武州の知行所の庄屋次左衛門はその頃の百姓に似ず、嫌やな掛引などはしないで、小吉の前でずばりといった。
「この上の事はとてもわしらの力では出来ませぬ。借上々々と申されても召上げられるので御座いますから」
「借上金は成崩《なしくず》しに年貢米から差引いたらいゝであろう」
「そのお言葉もこれ迄に何十遍何百遍となく仰せきけられ、唯の一同もお履みなされた事はござりません」
小吉は頭をかいて笑った。
「そうであろうな。尤もだ——が、今度の入要《にゆうよう》は御家の大事にかゝっている。おれは唯地借人というだけで、こうして命がけで骨を折っているのだ。お前、これを如何に見るか」
「あなた様に然様に仰せられましてもわたしら共はなあ」
小吉はきしッと居ずまいを直した。
「勝小吉が頼むのだ。今度の事は岡野孫一郎がいっているのではないのだぞ。どうだ、おれが摂州へ出て行く道中の入用四十両、これはおれが借用だ。十二月晦日には必ずけえすと云っているのだが、お前は、それを信用しないのか。対手は岡野ではない、勝だぞ」
「は、はい、はい」
次左衛門はちょっと剣幕に驚いて、ぺこ/\とお辞儀をした。
「返さなかったら、おれが坊主になって詫をする。御旗本が坊主になるはどういう事か、お前、知っているであろう」
「は、はい、はい」
「どうだ、岡野へではない、勝小吉へ四十両貸すか。それとも、どうしても貸さないか」
次左衛門は眼を伏せて、少し慄えている。小吉が気合をこめて、貸すか貸さぬかと詰寄ったのは、ちょっと凄味が利きすぎたようであった。

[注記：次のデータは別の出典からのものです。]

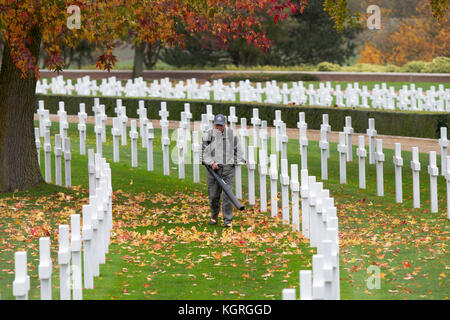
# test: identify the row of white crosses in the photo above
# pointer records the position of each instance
(320, 225)
(408, 98)
(260, 138)
(92, 239)
(62, 146)
(377, 157)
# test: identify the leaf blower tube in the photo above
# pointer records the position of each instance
(225, 188)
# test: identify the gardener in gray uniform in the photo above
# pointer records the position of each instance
(222, 151)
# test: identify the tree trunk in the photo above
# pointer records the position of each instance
(19, 168)
(138, 63)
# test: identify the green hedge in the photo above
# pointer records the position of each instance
(408, 124)
(263, 77)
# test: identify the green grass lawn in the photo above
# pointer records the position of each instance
(370, 85)
(163, 248)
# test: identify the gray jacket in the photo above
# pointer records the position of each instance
(222, 148)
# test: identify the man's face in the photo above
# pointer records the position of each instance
(219, 127)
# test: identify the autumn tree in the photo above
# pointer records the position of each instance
(26, 25)
(419, 37)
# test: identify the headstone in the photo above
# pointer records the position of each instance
(165, 141)
(150, 136)
(45, 268)
(362, 155)
(98, 133)
(284, 139)
(251, 166)
(372, 133)
(87, 246)
(273, 172)
(305, 191)
(415, 166)
(444, 143)
(38, 144)
(21, 284)
(210, 116)
(342, 149)
(134, 137)
(63, 124)
(379, 159)
(256, 121)
(103, 118)
(348, 130)
(303, 147)
(58, 154)
(433, 171)
(142, 112)
(82, 116)
(262, 168)
(48, 154)
(115, 131)
(324, 147)
(67, 161)
(263, 136)
(288, 294)
(91, 171)
(188, 117)
(398, 163)
(64, 262)
(232, 119)
(447, 179)
(100, 208)
(95, 242)
(238, 180)
(295, 190)
(305, 285)
(41, 114)
(75, 247)
(284, 180)
(180, 146)
(243, 133)
(277, 124)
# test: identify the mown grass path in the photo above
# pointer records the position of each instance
(163, 248)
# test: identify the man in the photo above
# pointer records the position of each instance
(222, 151)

「よろしゅうござります。勝小吉さまに御用達いたしましょう」
「おう、そうか。わかって呉れたか」
と小吉は
「有難く礼をいう。おれも余り長くは屋敷を空けられない事もあるが、千五百石の御旗本の浮沈に関する一大事だ。この九日には江戸を発足する予定にしている。中仙道を上るから、気の毒ながら熊谷宿まで金子を持参で出て来て貰いたい」
「承知いたしました。すぐに立帰って村方の者とも相談し、その手順をいたしますでございます」
「有難く恩に着るぞ」
次左衛門は飯も喰わずに間もなく、岡野の裏門から帰って行った。小吉はそこ迄送って出て、斯うなると本当に気の毒なような気持がした。
玄関の座敷に東間陳助が待っていた。